We have now initialized our Lora model. For simplicity let’s put $r = 1$. Now, let’s train the model.

train(lora_model,X=X2,y=y2)
Epoch : 0/100 Loss : 1007.549072265625 
Epoch : 10/100 Loss : 679.202880859375 
Epoch : 20/100 Loss : 317.93316650390625 
Epoch : 30/100 Loss : 124.77867889404297 
Epoch : 40/100 Loss : 39.598350524902344 
Epoch : 50/100 Loss : 9.39522933959961 
Epoch : 60/100 Loss : 1.6521010398864746 
Epoch : 70/100 Loss : 0.4204731583595276 
Epoch : 80/100 Loss : 0.3215165138244629 
Epoch : 90/100 Loss : 0.3118535876274109 

Up to this point, we just trained the A and B parameters but we still haven’t performed changes in $W x$ i.e. $Wx + BAx$. So the model won’t show any improvements.
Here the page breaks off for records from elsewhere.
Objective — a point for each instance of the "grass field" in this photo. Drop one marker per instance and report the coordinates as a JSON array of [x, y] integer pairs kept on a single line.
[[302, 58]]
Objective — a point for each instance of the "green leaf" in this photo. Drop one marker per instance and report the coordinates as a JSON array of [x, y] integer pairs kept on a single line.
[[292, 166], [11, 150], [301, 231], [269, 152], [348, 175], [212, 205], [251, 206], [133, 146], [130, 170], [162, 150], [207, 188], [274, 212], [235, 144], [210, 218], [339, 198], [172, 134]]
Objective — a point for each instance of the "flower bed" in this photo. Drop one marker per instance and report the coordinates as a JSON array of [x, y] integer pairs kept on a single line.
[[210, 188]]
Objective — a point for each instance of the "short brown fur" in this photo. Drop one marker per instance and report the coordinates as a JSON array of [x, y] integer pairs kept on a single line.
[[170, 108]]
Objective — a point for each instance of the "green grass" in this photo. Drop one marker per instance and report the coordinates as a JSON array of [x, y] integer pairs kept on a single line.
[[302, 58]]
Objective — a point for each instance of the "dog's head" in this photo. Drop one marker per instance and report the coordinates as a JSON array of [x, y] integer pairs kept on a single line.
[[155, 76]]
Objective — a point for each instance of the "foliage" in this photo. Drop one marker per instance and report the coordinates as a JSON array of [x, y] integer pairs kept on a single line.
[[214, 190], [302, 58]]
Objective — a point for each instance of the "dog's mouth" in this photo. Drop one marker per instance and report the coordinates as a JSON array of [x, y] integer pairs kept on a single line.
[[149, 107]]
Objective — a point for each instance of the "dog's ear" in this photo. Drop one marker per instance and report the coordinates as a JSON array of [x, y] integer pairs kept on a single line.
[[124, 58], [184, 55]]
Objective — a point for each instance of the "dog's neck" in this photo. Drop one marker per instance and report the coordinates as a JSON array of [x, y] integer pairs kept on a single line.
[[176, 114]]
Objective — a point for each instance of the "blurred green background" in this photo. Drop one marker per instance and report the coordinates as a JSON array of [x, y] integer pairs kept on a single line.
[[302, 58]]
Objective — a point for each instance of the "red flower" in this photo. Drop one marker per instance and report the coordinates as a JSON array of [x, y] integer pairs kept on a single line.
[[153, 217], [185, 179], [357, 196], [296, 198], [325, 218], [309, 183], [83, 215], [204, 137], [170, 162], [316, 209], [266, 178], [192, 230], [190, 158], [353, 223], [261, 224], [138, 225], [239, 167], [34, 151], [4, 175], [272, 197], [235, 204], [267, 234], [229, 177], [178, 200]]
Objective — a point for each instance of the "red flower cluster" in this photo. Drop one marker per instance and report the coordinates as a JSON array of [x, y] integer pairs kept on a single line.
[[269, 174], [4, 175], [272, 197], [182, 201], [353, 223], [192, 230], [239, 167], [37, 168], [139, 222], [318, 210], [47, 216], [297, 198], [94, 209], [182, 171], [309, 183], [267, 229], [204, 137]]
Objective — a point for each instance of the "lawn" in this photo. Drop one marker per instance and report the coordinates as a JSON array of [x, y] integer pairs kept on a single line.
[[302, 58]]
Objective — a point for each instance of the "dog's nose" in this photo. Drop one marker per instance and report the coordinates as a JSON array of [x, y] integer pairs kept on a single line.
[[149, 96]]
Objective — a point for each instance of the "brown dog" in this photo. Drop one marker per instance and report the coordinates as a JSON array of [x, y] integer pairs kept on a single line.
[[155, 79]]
loss = torch.nn.functional.mse_loss(model(X2), y2)
print(f"Loss on different distribution: {loss}")
Loss on different distribution: 1013.2288818359375

Now after performing $Wx + BAx$ for each of the linear layers in the model, the loss will converge. i.e We have successfully finetuned our model on new distribution.

lora_model.update_original_weights()
loss = torch.nn.functional.mse_loss(model(X2), y2)
print(f"Loss on different distribution: {loss}")
Loss on different distribution: 0.3048411011695862

Conclusion

To sum it all up: LoRA has two major applications. The first is to finetune large models with low compute, and the second is to adapt large models in a low-data regime.Transformer models are predominantly a smart arrangement of matrix multiplication operations. By applying LoRA exclusively to these layers, the cost of fine-tuning is significantly decreased, yet high performance is still achieved. The experiments detailing this can be found in the LoRA paper.